Kip's problems may not have been 100% speaker related. You could spend thousands on speakers and still never get a mix to translate, not even once. It's all in the acoustics of the room. If you're simply mixing to get a sound or rough demo, use a woofer and the most decent speakers you got available to you. I reccomend this to get you used to mixing. But if you wanna get serious about mixing, get some decent active monitors for around $200 for the pair. Use the subwoofer ONLY to support the low end, not accentuate it. This is tricky to do.

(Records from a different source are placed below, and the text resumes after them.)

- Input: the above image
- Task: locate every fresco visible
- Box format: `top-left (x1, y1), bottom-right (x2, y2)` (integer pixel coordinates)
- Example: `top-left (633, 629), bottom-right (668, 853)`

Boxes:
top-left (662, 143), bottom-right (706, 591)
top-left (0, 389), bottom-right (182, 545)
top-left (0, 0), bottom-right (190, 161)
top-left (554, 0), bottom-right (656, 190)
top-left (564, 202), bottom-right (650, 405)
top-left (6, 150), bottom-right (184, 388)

The rest is your room. Save the money you wanna spend on super expensive speakers and put it into treating the room. Do research on setting up the room properly. A nice place to start is deaden the wall behind ur monitors and diffuse the wall behind you. If you're area/room is less than ideal, simply do ur best to absord and diffuse as much as possible. DO NOT deaden the room completely. Rather, try to CONTROL the room with well placed absorption, diffusors and bass traps. Corner traps are good too. The main goal should be to simply try and stop the standing wave patterns which are most likely causing you some cancellation or accentuation: perhaps, in ur case, ur acoustics may be accentuating certain frequencies so when ur mix sounds full in your working area, grat. But when you listen to it elsewhere, it sounds empty or hollow or not as full. The speakers ur using may be coloring the sound, as well, hence the need for flat response, decent monitors, which I see you said you are saving up for.
I see no problem using a subwoofer to support the low end but you have to know what you're doing AND treat the room first. If you simply want the woofer to strngthen the low end, that's silly, becuz the low end may be getting cancelled out at the point in the room where you listen or enhanced fraudulently, so when you listen elswhere to the mix, it lacks bass defention or low end altogether.
Worry more about addressing the acoustic problems in a room BEFORE montior quality and ur mixes will translate EVERY time. For some good help on acoustic treatment, I suggest "Hal Leonard's Recording Method- Book 2: Instrument & Vocal Recording" for a good introduction to the whole acoustic concept.